Pamphlets for various robots cover Gentry’s desk. In the corner sits measuring equipment packed in boxes. Plastic models from a 3D printer sit on the desk. These are all a part of the plan to provide tools in the laboratory for all students.
Gentry readily discusses the tools he has in mind for the department: robots, an electromechanical assembly line, and plasma cutters to name a few. These items will be going into various rooms in the department. The $2.5 million project includes a building currently under constuction. It will connect to the end of the department and should be finished by mid-September. Half of the money will go toward the building and the other half is to provide tools, instructors, and furnishings.
“We have purposefully modeled the building after the industry look,” Gentry said. “A lot of stuff will be exposed and opened. There will be plenty of windows to provide natural light and allow passersby to see what we are working on.
“Students will go from using basic robotics in front of the room to using machines with robots to building systems that will assemble items.”
Robotics is the golden word of the technology department. Industries are using robotics and Gentry wants his students to be prepared.
“We’ve done a little bit with robotics, but we are really trying to expand that. We want to look at how industries are using automatic manufacturing to produce parts, to assemble pieces, etc. We will have that capability in the new building,” Gentry said.
The department offers a variety of degrees and technical certificates. Degrees offered include: general technology, computer information technology, chemical process technology, drafting and design, and electro-mechanical. Technical certificates offered include: climate control, mechanical maintenance fundamentals, electrical maintenance fundamentals, and technology essentials.
“The engineer needs the four-year degree and they are important and wonderful, but you need those technicians that know how to use their math and science skills,” Gentry said. “They need to understand how the technology works and how to draft and design.”
Gentry said he works closely with the Career and Technical Education heads at the local high schools. Meetings are used to discuss dual enrollment courses and similarities between existing courses.
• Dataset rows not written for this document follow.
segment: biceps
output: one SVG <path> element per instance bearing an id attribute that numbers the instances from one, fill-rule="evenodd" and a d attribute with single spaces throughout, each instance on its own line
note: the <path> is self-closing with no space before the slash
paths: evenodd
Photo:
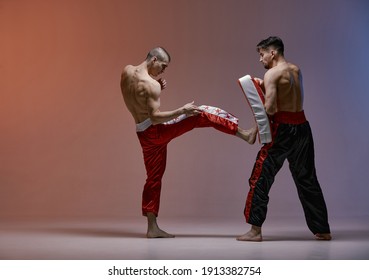
<path id="1" fill-rule="evenodd" d="M 268 85 L 265 88 L 265 106 L 273 106 L 277 102 L 277 88 L 274 85 Z"/>

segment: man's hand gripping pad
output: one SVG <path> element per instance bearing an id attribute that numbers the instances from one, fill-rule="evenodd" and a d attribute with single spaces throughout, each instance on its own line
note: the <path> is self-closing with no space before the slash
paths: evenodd
<path id="1" fill-rule="evenodd" d="M 260 143 L 266 144 L 272 142 L 270 121 L 264 108 L 265 97 L 262 89 L 250 75 L 246 75 L 238 79 L 238 83 L 240 84 L 247 103 L 250 105 L 254 114 L 254 118 L 258 126 Z"/>

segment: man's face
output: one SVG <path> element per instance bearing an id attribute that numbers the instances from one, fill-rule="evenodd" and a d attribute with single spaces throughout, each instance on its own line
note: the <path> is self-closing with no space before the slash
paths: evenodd
<path id="1" fill-rule="evenodd" d="M 168 60 L 159 60 L 158 58 L 154 57 L 151 74 L 155 77 L 163 74 L 168 65 Z"/>
<path id="2" fill-rule="evenodd" d="M 272 67 L 273 58 L 274 50 L 269 48 L 259 50 L 259 61 L 263 64 L 265 69 L 270 69 Z"/>

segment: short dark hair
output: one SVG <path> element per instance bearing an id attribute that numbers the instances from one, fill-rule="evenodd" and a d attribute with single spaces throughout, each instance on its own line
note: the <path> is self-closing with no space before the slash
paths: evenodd
<path id="1" fill-rule="evenodd" d="M 146 56 L 146 61 L 149 61 L 152 57 L 157 57 L 160 61 L 164 61 L 168 59 L 170 62 L 170 55 L 166 49 L 163 47 L 153 48 Z"/>
<path id="2" fill-rule="evenodd" d="M 256 46 L 256 50 L 260 51 L 261 49 L 268 49 L 269 47 L 273 47 L 277 50 L 278 53 L 284 55 L 284 44 L 281 38 L 277 36 L 270 36 L 267 39 L 260 41 Z"/>

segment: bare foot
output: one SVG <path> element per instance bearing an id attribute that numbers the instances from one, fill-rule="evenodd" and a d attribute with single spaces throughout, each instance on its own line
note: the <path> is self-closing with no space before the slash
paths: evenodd
<path id="1" fill-rule="evenodd" d="M 156 230 L 148 230 L 146 234 L 147 238 L 174 238 L 175 236 L 173 234 L 167 233 L 164 230 L 161 230 L 160 228 Z"/>
<path id="2" fill-rule="evenodd" d="M 315 239 L 329 241 L 332 239 L 332 236 L 330 233 L 317 233 L 315 234 Z"/>
<path id="3" fill-rule="evenodd" d="M 173 238 L 173 234 L 169 234 L 164 230 L 161 230 L 156 221 L 156 214 L 149 212 L 147 216 L 147 238 Z"/>
<path id="4" fill-rule="evenodd" d="M 255 143 L 257 133 L 258 129 L 256 127 L 250 128 L 248 130 L 244 130 L 239 127 L 236 135 L 252 145 Z"/>
<path id="5" fill-rule="evenodd" d="M 261 227 L 252 226 L 251 229 L 246 232 L 244 235 L 237 237 L 238 241 L 254 241 L 260 242 L 263 241 L 263 237 L 261 235 Z"/>

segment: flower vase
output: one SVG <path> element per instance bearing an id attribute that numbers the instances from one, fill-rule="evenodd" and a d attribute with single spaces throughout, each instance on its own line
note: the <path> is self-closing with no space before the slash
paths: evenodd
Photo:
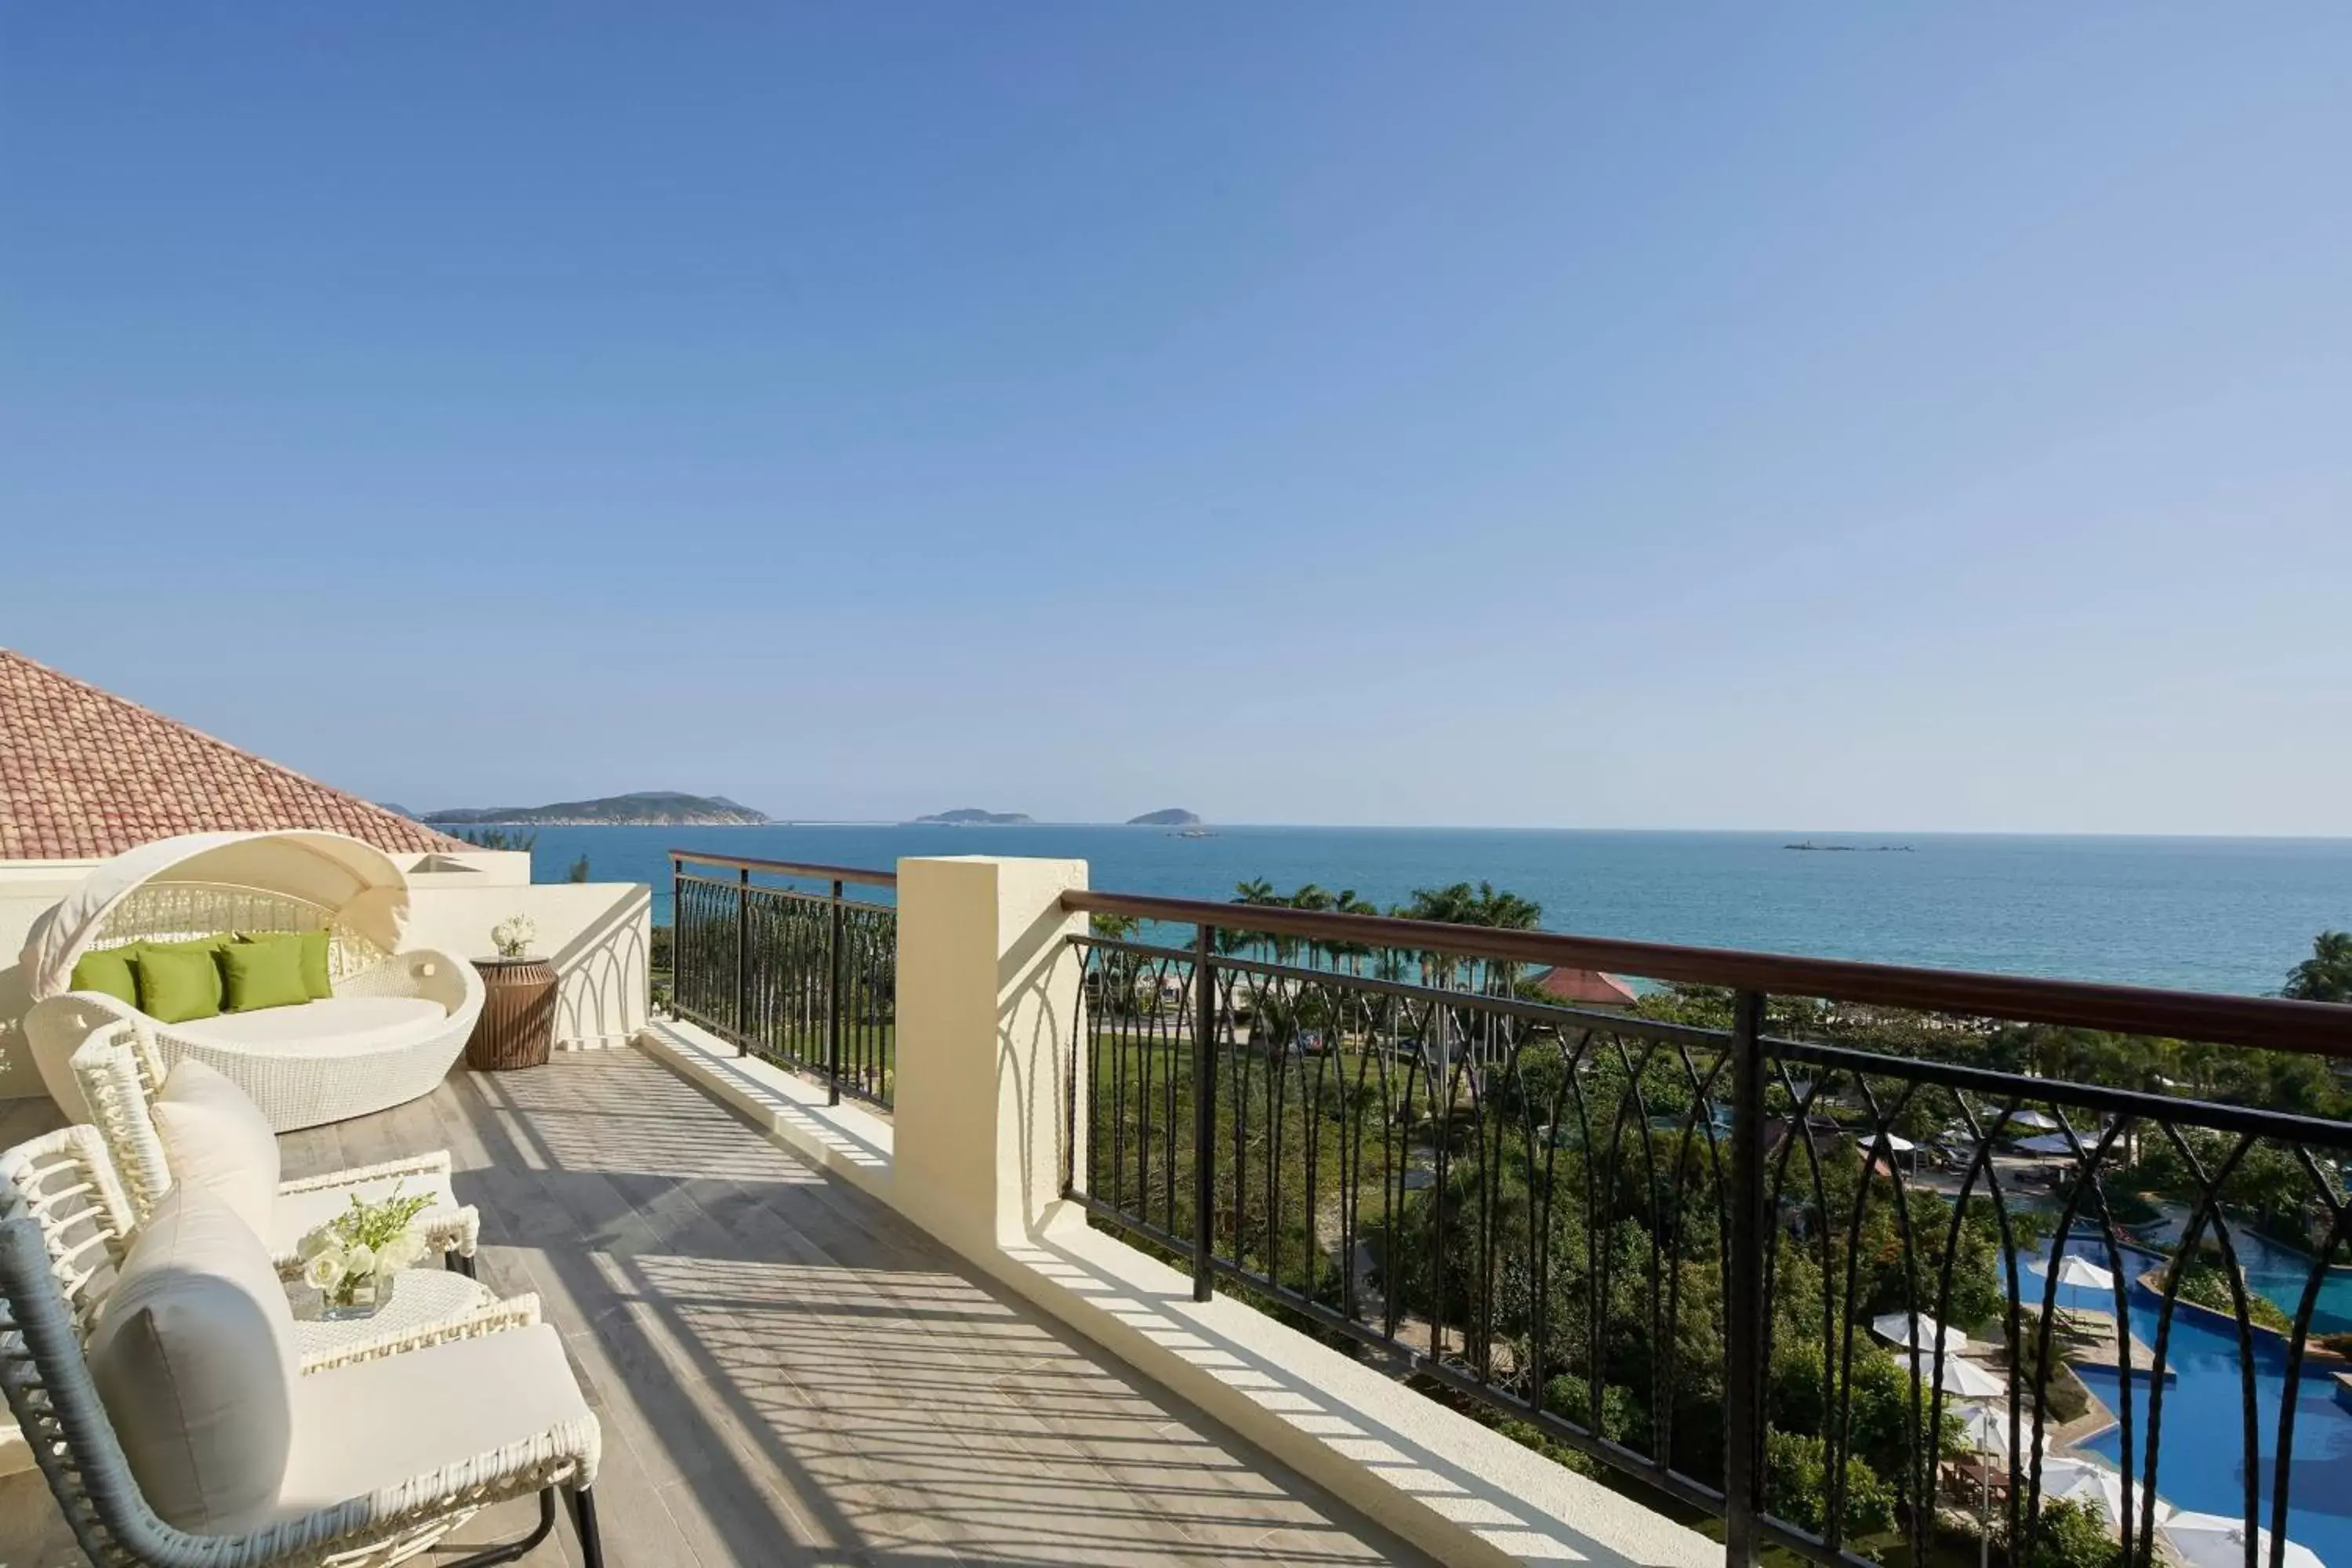
<path id="1" fill-rule="evenodd" d="M 392 1300 L 394 1274 L 368 1274 L 349 1280 L 326 1293 L 319 1309 L 320 1320 L 329 1323 L 347 1323 L 361 1318 L 373 1318 L 383 1310 Z"/>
Both parties agree the general public’s view of industry is outdated.
“Students hear what we tell them on one hand, and on the other, they have their parents saying, ‘I want my children to do something better or different from what I did,’” Gentry said. “They still have the vision of industry being a dirty, smoky job and it’s not.”
According to Gentry, the “industry of today” is a thinking man’s profession.
“A technician’s job is to observe and think and respond and report. ... There are a variety of things to do. It’s really using all of your skills and knowledge to keep the process moving,” Gentry said.